Adding it all up
I'm trying to find a theme in this year's Budget. The tax increase on the wealthier slice of society? It's better than the tax increase on the working poor that Gordon Brown unveiled in his final Budget, but it's not the big thing. It still doesn't keep the national debt in check, and in any case, pundits discussing the symbolic death of New Labour ought to keep a cool head: New Labour was a slogan, a buzzword, nothing more. They may as well have called it 'Diet Labour'. And in any case, New Labour as was managed some radical things: The first Blair term (the zenith of New Labour) did get a national minimum wage (radical), did sign up to the Social Chapter (shouldn't be radical, but there you go) and did establish devolution (a policy which had been gathering dust in Labour Party offices for decades). So the idea that New Labour was afraid to do some very Old Labour things (like increase taxes) doesn't wash. No, the tax change is not what we're looking for.
The so-called "efficiency savings"? Well, aside from the fact that the Scottish Government has already gone down that road and these "savings" represent, in real terms, money that would have been available - and could have been planned for following the last CSR - being withdrawn.

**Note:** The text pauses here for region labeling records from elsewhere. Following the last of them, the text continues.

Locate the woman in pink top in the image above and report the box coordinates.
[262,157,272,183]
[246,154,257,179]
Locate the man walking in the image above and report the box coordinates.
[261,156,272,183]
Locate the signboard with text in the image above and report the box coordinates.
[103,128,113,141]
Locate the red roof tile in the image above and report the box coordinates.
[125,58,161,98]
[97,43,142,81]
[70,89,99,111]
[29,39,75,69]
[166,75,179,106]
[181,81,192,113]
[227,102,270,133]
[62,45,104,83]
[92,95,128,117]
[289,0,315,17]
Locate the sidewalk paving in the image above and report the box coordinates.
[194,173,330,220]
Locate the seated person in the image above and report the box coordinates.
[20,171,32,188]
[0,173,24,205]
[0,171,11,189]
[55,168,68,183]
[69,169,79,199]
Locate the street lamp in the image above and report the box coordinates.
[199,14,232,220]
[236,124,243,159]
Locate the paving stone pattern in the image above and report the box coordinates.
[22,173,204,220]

That the Government hasn't yet had a chance to spend it is irrelevant. That cash was supposed to be heading north. It is no longer heading north, and plans have to be redrawn. It's that revision of future plans that is the key to that story, and for all the arguments now, this one will reach its key point come the next Scottish Budget, when its effects will be felt. Until then, this argument isn't the big story.

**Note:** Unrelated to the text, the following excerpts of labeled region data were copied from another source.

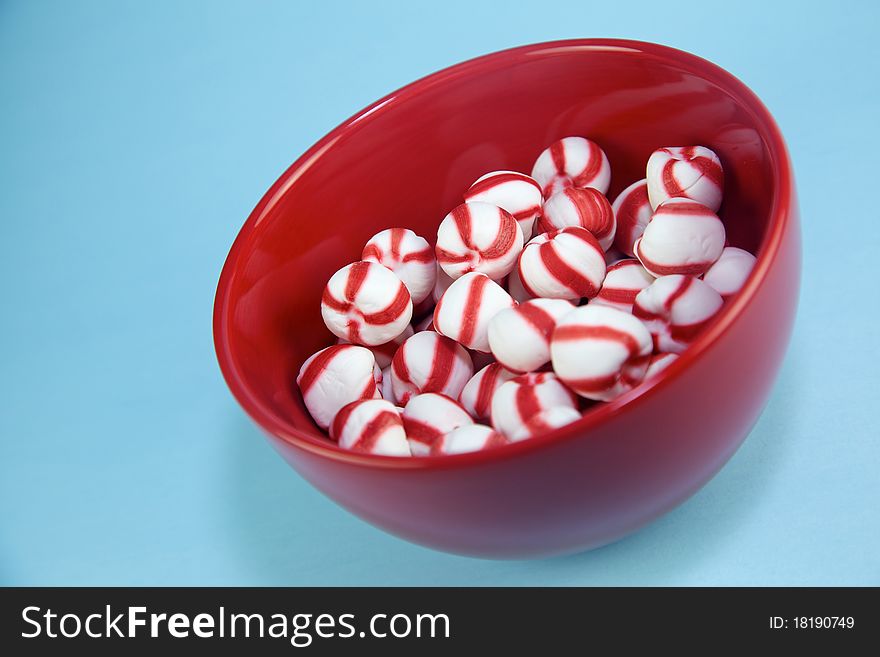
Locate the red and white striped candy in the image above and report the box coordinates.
[431,424,508,456]
[634,198,726,276]
[703,246,755,299]
[330,399,411,456]
[391,331,474,405]
[361,228,437,304]
[436,202,523,280]
[336,324,415,370]
[468,349,495,372]
[605,246,627,270]
[431,264,455,303]
[379,365,397,405]
[519,226,605,300]
[510,406,581,441]
[403,392,474,456]
[506,261,532,303]
[590,259,654,313]
[647,146,724,212]
[645,353,678,381]
[611,179,654,257]
[492,372,577,438]
[538,187,615,251]
[550,303,653,401]
[458,363,517,422]
[633,274,724,354]
[532,137,611,198]
[321,261,412,346]
[296,344,382,429]
[488,299,574,372]
[434,272,516,353]
[464,171,544,241]
[413,311,434,333]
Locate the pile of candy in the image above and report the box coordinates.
[297,137,755,456]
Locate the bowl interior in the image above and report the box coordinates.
[217,41,777,452]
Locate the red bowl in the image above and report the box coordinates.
[214,39,800,558]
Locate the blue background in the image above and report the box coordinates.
[0,0,880,585]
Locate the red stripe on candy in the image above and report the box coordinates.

The overoptimistic predictions? No, they've been a hallmark of Treasury presentations for years. Reality will bite soon enough: focus on that.
The spiralling levels of national debt? Ironic that the Government's solution to a crisis started when too many people found borrowed large amounts of money that ripped a hole in personal (and ultimately the banks') finances is to borrow large amounts of money that will rip a hole in public finances. Otherwise, we knew this was coming, and anyway, what else can they do? A more widespread increase in general taxation? No. Harsher cuts in public spending? Definitely not. No, this, believe it or not, is the least bad option. Shame that the Scottish Government can't use the same strategy, but there you are. In any case, this, again, isn't the signature piece of the Budget.
Individually, none of those things make the Budget what it is. Put them together.
What I see is this: a Government that can't really do all that much (which, thanks to the 'triumph' of the market, is the reality: Government tinkering is exactly that, most factors are beyond the Government's control and all they can really do is try and make sure that people don't get hit too badly during tougher times), but has to be seen to be doing something. A Government that is at the mercy of world events (evidenced by the continued use of the phrase "global recession").
What I see is, when you think about it, what we've seen from the UK Government since Gordon Brown's appointment to the Premiership almost two years ago. There is no common thread, there is no narrative - just a few things put together in the hope that they work. What was this Budget all about? What has this Government been about? Blair I had a new agenda, a theme. Blair II was overshadowed by 9/11 and the wars in Afghanistan and Iraq, but we can still see that as the mark of that period. Blair III saw the War at Home take centre-stage, and the final ebbing away of political strength. What will be the defining subject of Gordon Brown's Premiership?
Here's the thing: Gordon Brown has had since 1994 to prepare for office, to work out his vision, and his course of action. Yet we have seen no evidence of that: while the Blair administrations were far more pro-active, the Brown Premiership has been consistently re-active. The UK seems to have spent two years bouncing from fad to fiasco to crisis and back again, like a ping-pong ball in a tumble dryer.
And that, sadly, is the only image I get from the Brown Government. No coherence, no order, no purpose, just the hope that if we throw a few things together, they'll all work out.
That is the defining point of the Budget: it is a microcosm of the Government as a whole.